Bis zum Dienstende des Ordnungsamtes gegen 2 Uhr gab es kaum nennenswerte Vorfälle zu berichten. Nahezu immer seien die wenigen angetroffenen Personen entsprechend legitimiert gewesen. "Der sich ja schon früh andeutende ruhige Verlauf hat sich während der gesamten Nacht bestätigt", erklärt Polizeidirektor Joachim Bernard. Laut Polizeihauptkommissar Oliver Bens blieb die Nacht "cool, ruhig und entspannt". Es habe kaum Verstöße gegeben. Lediglich in der ersten Stunde nach dem Jahreswechsel hätten sich an wenigen Orten kleinere Gruppen zusammengefunden, das sei aber unkritisch gewesen. "Die Menschen haben sehr besonnen reagiert. Wir hatten ein paar Fälle wie sonst an Silvester, meistens den Klassiker: Ruhestörung wegen zu lauter Musik", so Bens weiter.
Weniger Alkohol-Probleme
Ähnlich äußert sich Feuerwehrchefin Martina Klee: "Wir hatten einen größeren Einsatz in der Nacht. Einen Garagenbrand in Wieseck, der uns insgesamt knapp zwei Stunden beschäftigte." Kleinbrände wie sonst an Silvester gab es laut Klee in diesem Jahr keine. Aufgrund der Situation sei man dazu übergegangen, in diesem Jahr nicht zusammen auf der Feuerwache zu sitzen. "Wir waren stattdessen alle in Alarmbereitschaft, auch weil wir aufgrund der Umstände mit weniger Betrieb gerechnet hatten", berichtet die Feuerwehrchefin.

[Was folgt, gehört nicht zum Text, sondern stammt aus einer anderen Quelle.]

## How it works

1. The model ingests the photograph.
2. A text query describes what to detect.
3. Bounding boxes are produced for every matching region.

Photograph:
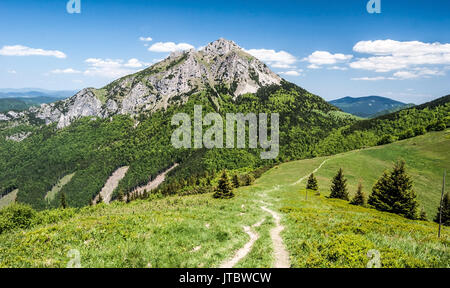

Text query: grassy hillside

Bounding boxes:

Aus Sicht der Kliniken war es ebenfalls eine recht ruhige Silvesternacht, dennoch gab es einzelne Behandlungsfälle, wie von Unfallchirurg Dr. Kai Unzeitig aus der Zentralen Notaufnahme des Uniklinikums (UKGM) zu erfahren ist. "Trotz der Einschränkungen hatten wir drei schwerwiegendere Handverletzungen durch Böller, bei einem der Fälle war ein Kind beteiligt", so der Oberarzt. Die Anzahl an körperlichen Auseinandersetzungen durch Alkohol sei in diesem Jahr aber deutlich geringer als sonst. "Dennoch haben wir die Nacht über durchgearbeitet. Wir dachten, dass es mit den Einschränkungen ruhiger werden würde als sonst, wurden dann aber eines Besseren belehrt", resümiert Unzeitig.

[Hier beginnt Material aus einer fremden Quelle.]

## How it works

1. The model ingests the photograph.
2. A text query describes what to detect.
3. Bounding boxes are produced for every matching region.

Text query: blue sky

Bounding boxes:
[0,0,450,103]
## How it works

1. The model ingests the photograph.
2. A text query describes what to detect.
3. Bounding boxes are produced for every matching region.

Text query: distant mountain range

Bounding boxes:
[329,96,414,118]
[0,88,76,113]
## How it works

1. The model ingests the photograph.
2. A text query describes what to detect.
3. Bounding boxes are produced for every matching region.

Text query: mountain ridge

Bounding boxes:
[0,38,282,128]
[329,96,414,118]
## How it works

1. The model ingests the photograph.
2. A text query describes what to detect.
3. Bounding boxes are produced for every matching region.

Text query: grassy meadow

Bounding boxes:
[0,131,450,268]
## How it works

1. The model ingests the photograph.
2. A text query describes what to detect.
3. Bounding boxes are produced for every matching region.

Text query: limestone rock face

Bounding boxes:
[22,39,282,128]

Eine andere Lage schildert die Leiterin der Zentralen Notaufnahme des St. Josefs Krankenhauses-Balserische Stiftung, Gertrud Hanis. "Die Silvesternacht war ruhiger als sonst. Verletzungen durch Böller hatten wir keine, ebenso hatten wir keine alkoholbedingten Fälle. Es war wie ein normaler Sonntag", so Hanis. Eine ähnliche Erfahrung hat Oberarzt Marcel Krug vom Evangelischen Krankenhaus gemacht. Die Nacht sei sehr ruhig gewesen und außer kleineren Verbrennungen gab es kaum ambulante Versorgungen, alkoholbedingte Fälle gar keine. "Die Einschränkungen haben uns da gutgetan. Unsere Versorgung steht voll im Bild von Corona, die Feiertage waren sehr stressig, und wir haben uns gewünscht, dass zumindest Silvester recht ruhig bleibt", berichtet Krug. Zumindest dieser Wunsch wurde ihm und seinen Kollegen erfüllt.